業務での施術のメインに吸い玉・カッピングをなさる先生の場合、電動式ポンプをお勧め致します。業務で手動ポンプをメインに使用し、連続吸引や、強い圧力の常用を致しますと、引き手にかかる圧バランスに極端な差が生じ、それが蓄積致しますと破損の原因になり得ます。恐らく医工の手動ポンプの引き手が軽い為、手が疲れる前に多くの回数を引けてしまう事にも原因があるかと存じます。

単純に引き手の強度を増すだけならば簡単なのですが、軽さと両立する為、改良をし続けた結果が今現在の形状・バランスとなっています。これはご高齢の方や握力の弱い方でも、できる限りお使いになれるようにとの願いを込めてです※。

 

逆に言いますと、業務で手動ポンプをお使いの先生で引き手部分が破損するという場合は、電動ポンプをお使いになる目安と考えて頂きたいのです。

そういった場合は大半の先生方が電動ポンプをお使いになった方が吸引力、吸引スピード、排気量、全ての面で有利であり、施術の質の向上ともなり得ます。なによりも、やはり手動ポンプは数多くのカップを吸引しますと疲れます。
先生方の施術スタイルによって、手動ポンプでなければならないといった場合は、できるだけ引き手をバランス良く引くようお願い致します。バランス良く引く事でポンプの寿命を長くします。

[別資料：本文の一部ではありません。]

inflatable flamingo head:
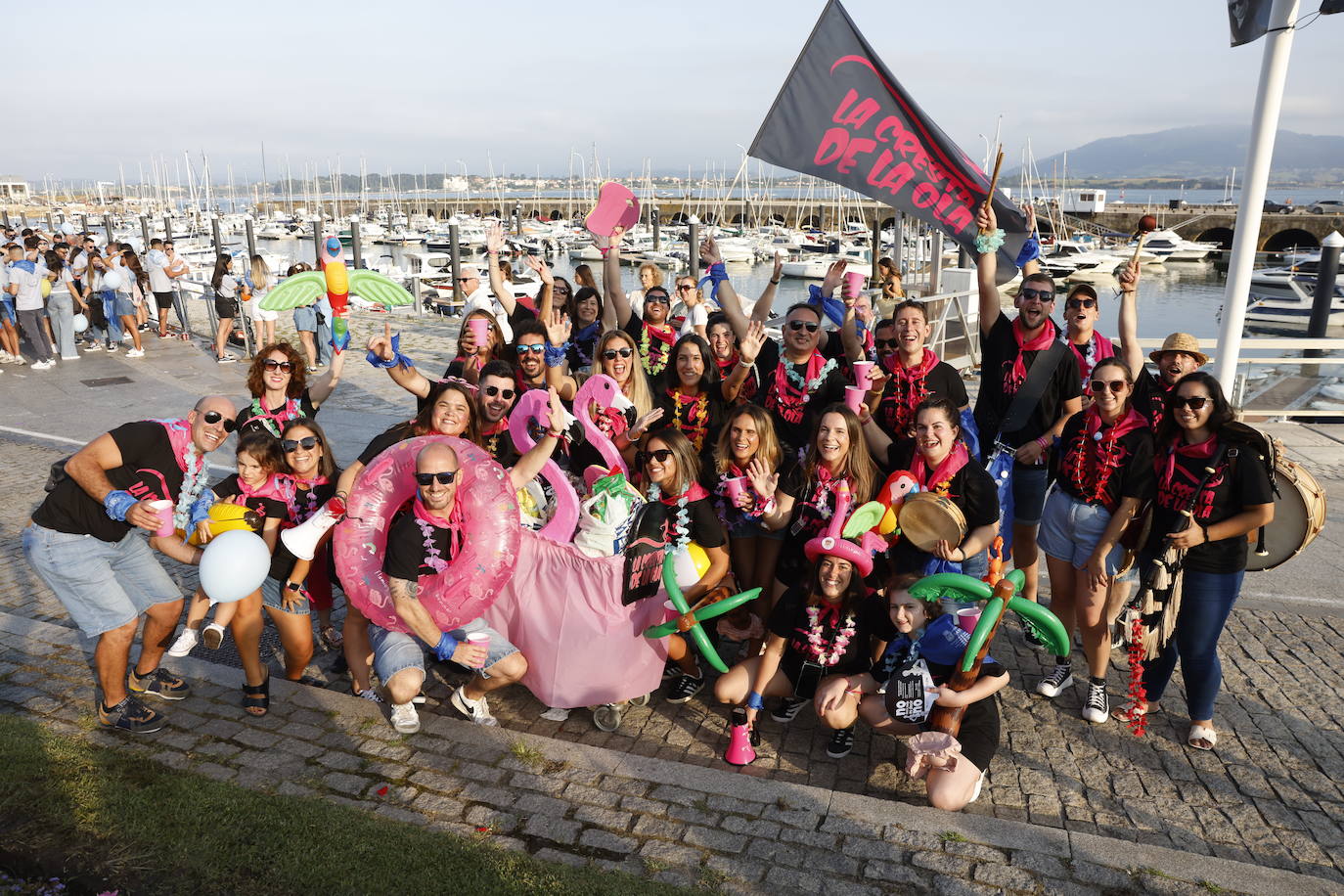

医工の手動ポンプをご愛用頂いている方の中には10年、20年とお使いの方もいらっしゃいます。

医工としては多くの方が末永く使って頂きたいとの願いを込めて、手動式ポンプの前面にシールを貼らして頂いています。ご使用の際には時折、ご覧頂ければ幸いです。

 

※できるだけ引き手を軽く引けるように調整はしていますが、それでもやはりある程度の握力は必要です。日常生活の中で握力に不安を覚える方は電動ポンプをお勧め致します。